During this season of giving, you can show your support for the NTP Project by making a donation to Network Time Foundation.

Failing-over DNS Server Addresses

1. Problem Summary

The current implementation of NTP uses DNS to retrieve the IP addresses of the server name in the configuration file. However, it just copies the first IP address and deletes the rest. For servers in the pool (pool.ntp.org) for example the number of addresses returned by DNS can be quite large but only the first is used. This can be a problem if the NTP server at that address is not available, has been removed or gets removed after some period of time. The NTP reference implementation however never comes back to DNS to try to look up the address again nor does it have any longer the list of IP addresses previously received so it continues to retry the one IP Address.

2. Proposed Solution

To fix this problem we will implement the following:
  1. Save all returned IP addresses from the lookup in a structure associated with the server name so that the NTP server can try the next IP address in the returned list if the first one fails.
  2. If there are no more entries in the IP address list, run a new DNS query and get a fresh list.
  3. Allow the configuration to specify how many IP addresses to use simultaneously and avoid to need to specify the same server name multiple times which could potentially result in getting the same IP address list.

3. Design Issues

In order to implement this a number of issues need to be decided. Because of the architecture of NTP it is expect that packets will be lost during the usage of the server. Indeed, UDP is meant for such situations.
  1. For an IP address that has never responded to an NTP Packet, how many times should an NTP packet before it gives up and tries a different server?
  2. For a server that has been responding to NTP packets, after it stops responding, how many retries of NTP packets should be made before it stops trying and moves on to the next IP address in the list?

Since the TTL of the IP addresses returned by DNS is not easily available to the client we will not rely on it to make decisions on whether or not we can use the IP addresses.

4. Implementation

In order to address these issues, there will be a number of configurable variables available to be set in the configuration file. The following is a partial list of parameters that will be available to be set:
  1. InitialFailoverRetryLimit
  2. ServerFailureRetryLimit
  3. MaxAddresses

There will be defaults for these in case the configuration files do not specify them. The default values have yet to be decided.
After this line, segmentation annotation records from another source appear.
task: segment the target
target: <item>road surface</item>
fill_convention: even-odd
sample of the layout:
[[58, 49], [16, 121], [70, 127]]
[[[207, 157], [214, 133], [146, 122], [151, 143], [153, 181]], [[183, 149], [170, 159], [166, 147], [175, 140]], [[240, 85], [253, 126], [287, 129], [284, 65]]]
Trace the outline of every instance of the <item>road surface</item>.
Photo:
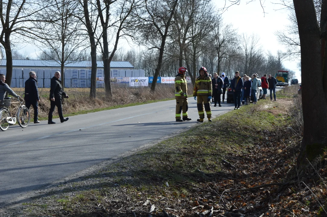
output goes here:
[[[110, 161], [142, 145], [198, 123], [196, 101], [189, 99], [189, 122], [175, 121], [175, 100], [47, 121], [0, 132], [0, 208], [28, 193]], [[212, 107], [213, 116], [233, 104]]]

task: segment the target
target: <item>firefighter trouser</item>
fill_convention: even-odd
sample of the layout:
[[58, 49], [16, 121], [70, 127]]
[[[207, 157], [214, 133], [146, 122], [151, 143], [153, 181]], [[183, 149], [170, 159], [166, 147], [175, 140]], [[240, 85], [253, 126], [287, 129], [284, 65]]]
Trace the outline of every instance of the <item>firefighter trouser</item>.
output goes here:
[[198, 112], [199, 113], [199, 116], [200, 118], [204, 118], [204, 111], [203, 111], [203, 105], [204, 105], [204, 109], [205, 109], [206, 113], [207, 113], [207, 117], [211, 117], [211, 109], [210, 107], [210, 104], [208, 100], [208, 95], [200, 95], [197, 97]]
[[181, 113], [183, 111], [183, 117], [187, 117], [188, 102], [187, 98], [177, 98], [176, 99], [176, 119], [180, 119]]

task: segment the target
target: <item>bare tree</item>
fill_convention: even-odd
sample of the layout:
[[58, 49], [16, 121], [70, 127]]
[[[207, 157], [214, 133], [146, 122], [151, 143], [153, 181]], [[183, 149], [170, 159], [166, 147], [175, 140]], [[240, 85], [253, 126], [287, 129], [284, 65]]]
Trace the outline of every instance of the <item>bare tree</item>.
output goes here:
[[215, 19], [214, 8], [211, 2], [205, 2], [202, 7], [197, 8], [191, 21], [189, 42], [184, 51], [185, 56], [189, 55], [190, 57], [189, 59], [185, 58], [185, 61], [188, 67], [191, 69], [189, 75], [193, 83], [195, 82], [198, 69], [201, 65], [198, 62], [198, 58], [209, 47], [210, 33], [214, 28]]
[[6, 83], [9, 86], [12, 73], [12, 39], [17, 34], [25, 36], [26, 33], [32, 34], [33, 28], [27, 23], [35, 22], [33, 16], [48, 6], [42, 6], [36, 1], [26, 0], [0, 0], [0, 20], [2, 29], [0, 34], [0, 43], [6, 51], [7, 59]]
[[178, 0], [145, 0], [139, 13], [139, 17], [143, 22], [138, 27], [142, 39], [140, 43], [146, 45], [150, 43], [152, 46], [150, 49], [159, 51], [158, 64], [151, 85], [151, 90], [154, 92], [162, 66], [171, 22], [178, 2]]
[[80, 61], [85, 57], [83, 52], [85, 47], [83, 40], [85, 37], [80, 27], [80, 23], [73, 15], [77, 13], [77, 2], [75, 0], [48, 1], [51, 6], [39, 15], [43, 21], [36, 23], [40, 30], [35, 44], [42, 51], [43, 58], [54, 61], [60, 65], [64, 84], [65, 66]]
[[254, 70], [260, 67], [263, 60], [259, 37], [253, 34], [249, 36], [243, 34], [240, 50], [244, 73], [254, 73]]
[[313, 1], [293, 2], [301, 46], [301, 84], [303, 89], [311, 90], [301, 94], [303, 132], [298, 158], [301, 163], [306, 157], [318, 155], [327, 146], [327, 4], [321, 5], [319, 26]]
[[[128, 30], [133, 28], [134, 25], [137, 24], [135, 23], [135, 19], [132, 19], [135, 17], [130, 15], [135, 8], [137, 2], [135, 0], [104, 0], [101, 1], [96, 0], [98, 12], [102, 27], [101, 48], [106, 94], [108, 96], [112, 95], [110, 83], [110, 63], [117, 50], [119, 39], [131, 37]], [[115, 33], [112, 39], [113, 47], [111, 52], [109, 51], [110, 39], [108, 35], [110, 29], [111, 32]]]
[[221, 16], [215, 18], [212, 39], [217, 58], [217, 72], [219, 74], [223, 59], [237, 56], [239, 49], [236, 30], [231, 24], [224, 25]]
[[[95, 84], [96, 79], [96, 47], [98, 40], [96, 37], [96, 31], [99, 20], [99, 15], [95, 0], [78, 0], [82, 7], [81, 11], [75, 16], [78, 18], [86, 29], [90, 40], [91, 55], [91, 85], [90, 96], [95, 98], [96, 95]], [[91, 9], [89, 9], [89, 7]]]

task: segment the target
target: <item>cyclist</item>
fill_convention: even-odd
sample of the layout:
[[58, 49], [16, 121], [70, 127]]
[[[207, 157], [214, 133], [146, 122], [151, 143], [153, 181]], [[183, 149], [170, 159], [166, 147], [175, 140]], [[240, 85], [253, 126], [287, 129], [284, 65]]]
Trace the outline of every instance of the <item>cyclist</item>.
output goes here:
[[5, 83], [5, 81], [6, 76], [3, 74], [0, 74], [0, 102], [1, 103], [3, 103], [3, 100], [7, 92], [15, 97], [18, 98], [20, 97], [11, 89], [8, 85]]

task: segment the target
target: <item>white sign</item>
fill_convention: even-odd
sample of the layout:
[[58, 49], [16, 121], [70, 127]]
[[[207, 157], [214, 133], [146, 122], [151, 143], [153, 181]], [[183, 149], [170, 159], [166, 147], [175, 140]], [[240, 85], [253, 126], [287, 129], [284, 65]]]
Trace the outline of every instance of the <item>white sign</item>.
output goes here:
[[129, 86], [131, 87], [147, 86], [149, 83], [148, 77], [130, 77]]
[[119, 70], [112, 70], [112, 77], [119, 77]]
[[79, 80], [79, 87], [81, 88], [86, 88], [87, 87], [87, 82], [86, 79]]
[[92, 72], [91, 70], [87, 70], [87, 79], [91, 79], [91, 74]]
[[161, 77], [162, 84], [175, 84], [175, 77]]
[[96, 77], [103, 77], [104, 76], [103, 75], [103, 70], [102, 69], [98, 69], [96, 70]]
[[74, 88], [78, 87], [79, 85], [79, 83], [78, 79], [72, 79], [72, 87]]
[[86, 70], [79, 70], [79, 79], [86, 79]]
[[78, 79], [78, 70], [76, 69], [72, 70], [72, 78], [73, 79]]

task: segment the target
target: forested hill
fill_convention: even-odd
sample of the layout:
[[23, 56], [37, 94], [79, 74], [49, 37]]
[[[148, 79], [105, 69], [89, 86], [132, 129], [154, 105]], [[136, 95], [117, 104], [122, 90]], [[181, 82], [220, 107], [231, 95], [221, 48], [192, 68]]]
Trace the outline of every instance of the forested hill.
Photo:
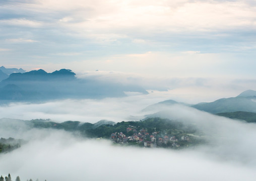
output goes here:
[[256, 113], [244, 111], [237, 111], [232, 113], [222, 113], [217, 115], [227, 118], [244, 120], [248, 123], [256, 123]]

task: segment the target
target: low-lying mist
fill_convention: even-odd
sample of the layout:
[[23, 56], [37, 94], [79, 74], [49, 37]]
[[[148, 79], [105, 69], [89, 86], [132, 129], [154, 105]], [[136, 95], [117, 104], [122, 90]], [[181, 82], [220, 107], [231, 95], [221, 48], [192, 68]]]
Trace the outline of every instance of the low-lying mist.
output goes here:
[[162, 98], [140, 102], [141, 95], [132, 98], [13, 104], [1, 107], [0, 112], [12, 118], [92, 123], [103, 119], [120, 122], [155, 113], [152, 116], [195, 125], [207, 143], [180, 150], [115, 146], [109, 140], [86, 139], [62, 130], [28, 129], [19, 120], [10, 125], [7, 119], [0, 122], [0, 137], [29, 141], [0, 154], [1, 174], [10, 172], [13, 178], [19, 175], [22, 180], [254, 180], [256, 125], [182, 105], [142, 112]]

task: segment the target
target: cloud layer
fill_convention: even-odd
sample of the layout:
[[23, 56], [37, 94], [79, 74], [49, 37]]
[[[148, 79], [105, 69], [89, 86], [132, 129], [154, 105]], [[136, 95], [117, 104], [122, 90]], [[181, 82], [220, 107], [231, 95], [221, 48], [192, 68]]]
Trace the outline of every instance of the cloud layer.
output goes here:
[[[61, 131], [32, 129], [19, 134], [30, 140], [28, 143], [0, 155], [1, 173], [41, 180], [254, 179], [254, 124], [179, 106], [170, 107], [161, 116], [196, 124], [212, 144], [178, 151], [136, 148], [84, 140]], [[9, 131], [9, 135], [18, 136], [11, 128]]]

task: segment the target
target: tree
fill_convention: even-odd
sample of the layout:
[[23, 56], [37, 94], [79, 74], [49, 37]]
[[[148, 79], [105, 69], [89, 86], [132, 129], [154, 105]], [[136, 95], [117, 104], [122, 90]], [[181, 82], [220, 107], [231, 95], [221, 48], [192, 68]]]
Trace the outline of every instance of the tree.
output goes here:
[[16, 181], [21, 181], [21, 179], [20, 179], [20, 177], [19, 176], [17, 176], [17, 177], [16, 177]]

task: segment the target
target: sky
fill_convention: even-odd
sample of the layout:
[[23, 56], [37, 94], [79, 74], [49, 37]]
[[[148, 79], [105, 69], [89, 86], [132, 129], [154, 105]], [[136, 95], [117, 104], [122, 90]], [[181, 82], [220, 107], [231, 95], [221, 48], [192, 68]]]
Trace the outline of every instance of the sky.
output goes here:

The code will perform a DNS lookup of the name and save a copy of all the IP addresses returned in an an association list with the name. The first address on the list will be used to try an form an association.

The peer association will need to keep track of both whether or not it's successfully received a packet and whether or not it's stopped receiving packets. It will also need to reset an address-specific not-received count every time it receives a response from the server.

The code will track the number of consecutive times that the server does not respond. When the number of consecutive failures exceeds the limit the association is demobilised and the next unused address is fetched from the previously fetched list of addresses. If there are no more unused addresses in the list then it will perform another DNS lookup to fetch a new address list and start again.

Note that using IP addresses for the server effectively disables the mechanism since only that address can be used. Setting the value to 0 of the above variables will disable the failover mechanism for which the variable is used.

-- DannyMayer - 05 Aug 2007


Steve Atkins writes:

There are some problems with the proposed solution that would risk causing operational problems if they were done.

Some DNS servers will randomize the order they return a response in (in order to work around buggy applications that only use the first response) but some don't.

If the response isn't randomised, then every NTP server accessing a peer in the pool will preferentially connect to the first A record returned, until that system falls over or degrades service sufficiently that clients think it's failed. Then they'll try the second one. This isn't good load balancing. (In practice quite a lot of dns servers randomize the results, so you many not care. But why implement a bad algorithm when it's as easy to implement a good one?)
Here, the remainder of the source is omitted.